We have to halt this puerile attitude of shamelessly hiding behind the excuse of so-called sensitivities whenever we are confronted with issues that require us to apply our cognitive abilities. That is the only way to progress as a civilised and thinking society that is not manipulated by those with vested interests.
If we have a society that cannot handle differing viewpoints and diversity, it will result in conflicts, which in turn will disrupt the movement towards national unity.
The specific objective of nurturing a thinking mind is different from that of education in general.
Third, national unity efforts cannot ignore wealth distribution and economic opportunities in the country. This was part of what the earlier DEB sought to achieve, that is, the elimination of economic activities being identified with race.
Positive discrimination to assist the poorer segment of the population now ought to move away from simply being ethnic based. Unequal distribution of resources and unjust discrimination between ethnicities can cause dissatisfaction and disharmony. Conflict and tension will arise if the poorer segment of the population is ignored in preference of the wealthier ones on the basis of race or religion.
Fourth, the politics in the country itself must speak the narrative of unity and not play on racial and religious sentiments.
In launching the National Unity Policy Blueprint 2021-2030 recently, the Prime Minister, Tan Sri Muhyiddin Yassin himself aptly cautioned us to “be aware of the manipulation of racial sentiments by politicians. This is the main challenge of almost all multi-racial countries. The political actors will try to raise themselves by exploiting racial sentiments, which we must avoid”.
Laws must be enforced strictly against politicians who use this dangerous divisive method to garner political support, even during elections.

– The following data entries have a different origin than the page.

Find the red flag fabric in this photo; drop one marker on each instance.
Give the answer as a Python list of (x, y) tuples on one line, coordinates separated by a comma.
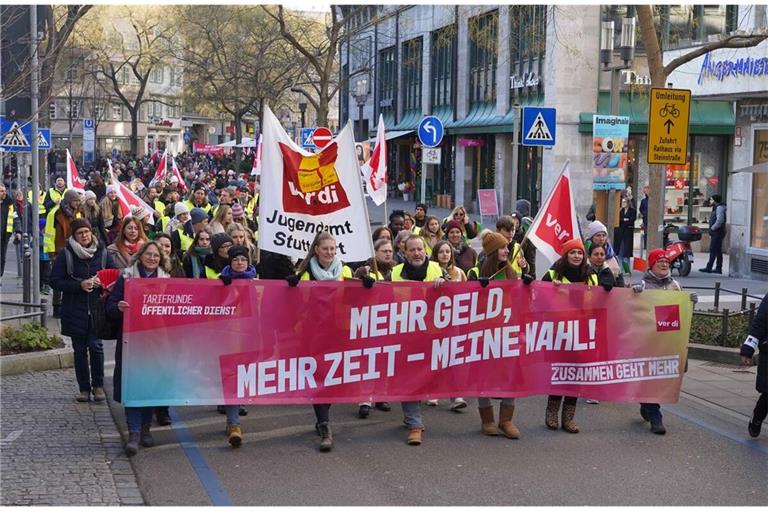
[(375, 169), (556, 222), (73, 176)]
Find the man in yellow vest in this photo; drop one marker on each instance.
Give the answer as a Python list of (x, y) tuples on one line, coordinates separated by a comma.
[(416, 268)]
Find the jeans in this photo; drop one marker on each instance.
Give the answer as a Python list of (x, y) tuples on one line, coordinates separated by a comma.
[(136, 417), (412, 413), (88, 374), (653, 411), (716, 251), (484, 402)]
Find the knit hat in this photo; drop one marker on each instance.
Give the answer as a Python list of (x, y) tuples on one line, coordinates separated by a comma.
[(179, 209), (594, 228), (79, 223), (492, 241), (198, 215), (138, 213), (69, 196), (237, 211), (218, 240), (238, 250), (655, 255), (570, 245), (451, 225)]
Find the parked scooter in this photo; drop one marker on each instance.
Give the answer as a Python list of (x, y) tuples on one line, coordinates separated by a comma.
[(679, 251)]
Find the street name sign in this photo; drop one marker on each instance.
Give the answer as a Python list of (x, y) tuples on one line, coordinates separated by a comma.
[(431, 131), (539, 126), (668, 118)]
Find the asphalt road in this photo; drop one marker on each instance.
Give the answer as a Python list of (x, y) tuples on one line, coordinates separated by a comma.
[(705, 459)]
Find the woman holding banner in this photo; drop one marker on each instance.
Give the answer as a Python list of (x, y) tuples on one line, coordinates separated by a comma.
[(322, 264), (571, 268), (148, 263)]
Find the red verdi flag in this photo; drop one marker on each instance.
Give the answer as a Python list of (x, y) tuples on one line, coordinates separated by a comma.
[(304, 193), (556, 222), (73, 177)]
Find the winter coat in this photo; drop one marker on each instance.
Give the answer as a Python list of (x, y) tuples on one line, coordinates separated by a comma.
[(758, 336), (118, 294), (76, 303)]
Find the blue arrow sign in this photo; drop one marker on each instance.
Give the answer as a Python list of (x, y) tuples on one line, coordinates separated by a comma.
[(16, 136), (431, 131), (539, 126)]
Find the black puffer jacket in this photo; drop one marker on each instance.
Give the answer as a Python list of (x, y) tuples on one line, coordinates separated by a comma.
[(76, 304), (758, 335)]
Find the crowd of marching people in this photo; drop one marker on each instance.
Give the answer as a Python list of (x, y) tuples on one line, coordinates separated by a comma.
[(207, 228)]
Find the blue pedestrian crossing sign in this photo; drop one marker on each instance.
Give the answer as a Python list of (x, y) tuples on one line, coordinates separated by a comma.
[(431, 131), (539, 126)]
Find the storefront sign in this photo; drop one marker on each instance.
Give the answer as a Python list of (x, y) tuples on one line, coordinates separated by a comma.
[(668, 117), (198, 342), (525, 80), (610, 136)]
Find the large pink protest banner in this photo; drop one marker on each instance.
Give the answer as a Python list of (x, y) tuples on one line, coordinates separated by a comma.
[(199, 342)]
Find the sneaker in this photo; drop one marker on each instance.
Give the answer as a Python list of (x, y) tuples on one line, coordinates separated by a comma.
[(234, 435), (458, 404)]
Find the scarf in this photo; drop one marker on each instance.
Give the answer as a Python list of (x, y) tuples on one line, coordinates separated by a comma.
[(414, 273), (250, 273), (84, 253), (332, 274)]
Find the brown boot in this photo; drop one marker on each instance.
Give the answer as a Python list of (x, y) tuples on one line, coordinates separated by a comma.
[(553, 407), (506, 424), (488, 423), (569, 425)]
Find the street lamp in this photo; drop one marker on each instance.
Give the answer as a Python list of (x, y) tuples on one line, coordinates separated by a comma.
[(302, 109), (361, 96)]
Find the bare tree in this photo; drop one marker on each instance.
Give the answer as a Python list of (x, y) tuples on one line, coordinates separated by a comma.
[(659, 73), (235, 60)]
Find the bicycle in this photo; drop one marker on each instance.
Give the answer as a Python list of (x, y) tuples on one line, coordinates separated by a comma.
[(669, 109)]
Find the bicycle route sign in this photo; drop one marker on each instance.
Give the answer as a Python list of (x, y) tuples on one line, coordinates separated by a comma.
[(668, 119)]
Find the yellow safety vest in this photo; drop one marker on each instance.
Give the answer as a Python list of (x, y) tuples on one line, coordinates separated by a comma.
[(434, 272), (346, 273), (552, 275)]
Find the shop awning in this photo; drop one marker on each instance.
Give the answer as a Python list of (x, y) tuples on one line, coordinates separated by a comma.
[(707, 117)]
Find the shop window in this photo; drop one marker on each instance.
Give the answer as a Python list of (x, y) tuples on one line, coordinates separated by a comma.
[(759, 235)]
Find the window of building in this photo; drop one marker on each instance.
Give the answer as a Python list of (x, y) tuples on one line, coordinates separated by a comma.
[(443, 47), (759, 235), (483, 55), (412, 73), (387, 81)]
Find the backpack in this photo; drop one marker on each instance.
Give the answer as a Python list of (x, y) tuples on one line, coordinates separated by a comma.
[(101, 325)]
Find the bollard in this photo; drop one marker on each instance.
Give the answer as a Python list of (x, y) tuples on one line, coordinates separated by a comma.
[(717, 295)]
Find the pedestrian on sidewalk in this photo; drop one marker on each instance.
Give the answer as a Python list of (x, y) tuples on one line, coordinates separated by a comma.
[(716, 235), (74, 274), (758, 338), (148, 263)]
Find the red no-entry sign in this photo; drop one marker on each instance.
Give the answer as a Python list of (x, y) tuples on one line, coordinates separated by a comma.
[(321, 137)]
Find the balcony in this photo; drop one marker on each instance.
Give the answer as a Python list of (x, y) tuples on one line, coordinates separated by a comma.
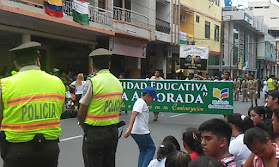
[(130, 16), (97, 15), (162, 26)]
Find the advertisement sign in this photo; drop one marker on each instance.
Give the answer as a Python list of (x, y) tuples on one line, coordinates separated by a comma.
[(180, 96), (193, 57), (122, 45)]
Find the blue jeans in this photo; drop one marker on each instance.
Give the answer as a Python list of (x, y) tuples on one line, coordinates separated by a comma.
[(146, 147)]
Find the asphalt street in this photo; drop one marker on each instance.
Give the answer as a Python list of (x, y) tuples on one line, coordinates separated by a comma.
[(127, 151)]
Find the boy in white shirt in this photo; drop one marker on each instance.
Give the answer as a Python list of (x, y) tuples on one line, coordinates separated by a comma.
[(138, 127)]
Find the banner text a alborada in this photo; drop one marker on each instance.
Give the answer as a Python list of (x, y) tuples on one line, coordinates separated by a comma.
[(178, 96)]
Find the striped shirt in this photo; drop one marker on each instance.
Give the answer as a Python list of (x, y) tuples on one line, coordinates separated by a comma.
[(258, 162), (228, 161)]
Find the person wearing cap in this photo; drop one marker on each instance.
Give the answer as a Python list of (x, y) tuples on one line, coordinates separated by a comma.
[(252, 88), (236, 86), (31, 103), (272, 84), (156, 77), (99, 112), (138, 127), (244, 87), (272, 99)]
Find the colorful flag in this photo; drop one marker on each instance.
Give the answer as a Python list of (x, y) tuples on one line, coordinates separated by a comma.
[(54, 7), (220, 94), (240, 64), (80, 12)]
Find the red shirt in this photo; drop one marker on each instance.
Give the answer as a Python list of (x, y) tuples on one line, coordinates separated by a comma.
[(258, 162), (193, 155)]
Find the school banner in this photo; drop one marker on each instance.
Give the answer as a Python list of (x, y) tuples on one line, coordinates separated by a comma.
[(179, 96)]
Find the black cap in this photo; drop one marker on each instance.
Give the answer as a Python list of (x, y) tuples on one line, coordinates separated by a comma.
[(26, 45), (274, 93), (26, 49)]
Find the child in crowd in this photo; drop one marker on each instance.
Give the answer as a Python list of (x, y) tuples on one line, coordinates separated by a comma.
[(205, 161), (169, 145), (178, 159), (138, 127), (239, 124), (192, 143), (216, 136), (259, 142), (257, 114)]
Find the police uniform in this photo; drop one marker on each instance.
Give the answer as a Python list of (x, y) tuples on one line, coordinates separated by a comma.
[(244, 87), (272, 84), (252, 87), (236, 86), (103, 98), (31, 104)]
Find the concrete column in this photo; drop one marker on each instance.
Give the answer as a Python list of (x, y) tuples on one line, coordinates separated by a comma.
[(90, 70), (139, 63), (25, 38)]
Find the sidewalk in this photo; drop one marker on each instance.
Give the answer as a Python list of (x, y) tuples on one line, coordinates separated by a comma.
[(243, 107)]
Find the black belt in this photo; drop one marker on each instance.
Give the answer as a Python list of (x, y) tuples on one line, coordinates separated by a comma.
[(96, 127)]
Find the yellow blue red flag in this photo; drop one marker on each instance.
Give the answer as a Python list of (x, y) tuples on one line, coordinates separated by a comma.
[(54, 8)]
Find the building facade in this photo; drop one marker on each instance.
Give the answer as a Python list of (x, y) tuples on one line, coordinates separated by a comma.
[(201, 20), (268, 12), (246, 45), (131, 29)]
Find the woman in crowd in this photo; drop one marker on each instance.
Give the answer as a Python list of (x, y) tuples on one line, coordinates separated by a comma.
[(168, 146), (178, 159), (239, 124), (257, 115), (192, 143), (78, 85)]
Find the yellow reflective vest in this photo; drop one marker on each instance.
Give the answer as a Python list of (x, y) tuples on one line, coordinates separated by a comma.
[(105, 104), (33, 103), (270, 84)]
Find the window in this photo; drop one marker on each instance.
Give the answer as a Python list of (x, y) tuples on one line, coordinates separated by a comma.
[(217, 2), (197, 18), (207, 29), (101, 4), (216, 33)]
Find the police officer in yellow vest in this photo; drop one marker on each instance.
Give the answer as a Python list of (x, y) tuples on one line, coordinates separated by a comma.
[(272, 84), (99, 113), (31, 103)]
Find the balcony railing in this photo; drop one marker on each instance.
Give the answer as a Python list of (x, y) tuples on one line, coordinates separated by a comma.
[(130, 16), (96, 14), (162, 26)]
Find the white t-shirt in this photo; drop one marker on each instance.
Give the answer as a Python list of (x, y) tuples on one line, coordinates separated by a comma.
[(141, 122), (79, 88), (239, 150), (156, 163)]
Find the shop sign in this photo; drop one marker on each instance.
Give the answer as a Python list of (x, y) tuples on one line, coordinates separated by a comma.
[(193, 57), (176, 96), (126, 46)]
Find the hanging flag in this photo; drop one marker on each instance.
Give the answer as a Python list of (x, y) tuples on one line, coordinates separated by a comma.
[(54, 7), (80, 12), (240, 64), (244, 65)]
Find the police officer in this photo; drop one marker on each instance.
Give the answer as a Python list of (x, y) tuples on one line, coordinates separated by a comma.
[(99, 113), (236, 86), (31, 105), (244, 87), (272, 83), (252, 88)]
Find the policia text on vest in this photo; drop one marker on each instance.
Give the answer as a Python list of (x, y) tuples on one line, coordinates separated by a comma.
[(31, 102), (38, 111)]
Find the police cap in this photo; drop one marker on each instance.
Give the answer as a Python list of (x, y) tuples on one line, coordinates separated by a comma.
[(26, 45), (100, 52)]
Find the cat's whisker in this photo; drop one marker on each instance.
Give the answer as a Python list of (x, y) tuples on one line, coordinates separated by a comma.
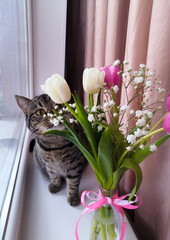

Fifth, since Muslims form the majority population of Malaysia, we should be wary that the enemies of the state may try to destabilise the country by creating disunity among the Muslims. This may be done in many ways including accentuating differences in interpretation negatively or violently, encouraging extremist behaviors and thoughts and politicising the religion of Islam. Divisiveness within the majority religious group in the country does not augur well for national unity. The government should specially address the possible conflicts and tensions that may arise if and when the practice of the religion of Islam is politicised, “over-regulated”, or civil discussions on Islam are disallowed among the Muslims themselves.
Sixth, the content of what is being taught in schools especially history. School curriculum must be focused on the effective dissemination of information for the purposes of education, encourage critical and creative thinking, imbibe the interest in life long-learning and the ability to distinguish between facts and fiction. It cannot however sacrifice truth or facts in order to bolster patriotism or ethnic pride. History must be taught in a way that does not offend the sensibilities of a multicultural, multiracial and multi-religious community like ours.
Seventh, we need to seriously teach compassion as an important value in our schools. The definition of compassion that I propose is this: compassion is the understanding of another person’s suffering followed by a desire to alleviate this suffering. If we have compassion, we will be able to reduce our collective sufferings and increase our collective happiness because we will try to understand the pain and suffering of the other. When the heart is compassionate, unity among humans follows automatically.
At the end of the day, our policy makers and the policy implementers must endeavour to make Malaysians, regardless of their ethnicity, religion or culture, feel that Malaysia is their home that they can depend on. Only then will there be unity, love and the willingness to make individual sacrifices for the sake of the nation – if and when the need arises.
Senior lawyer Datuk Seri Jahaberdeen Mohamed Yunoos is the founder and chairman of Yayasan Rapera, an NGO that promotes compassionate thinking among Malaysians. The views expressed here are entirely his own.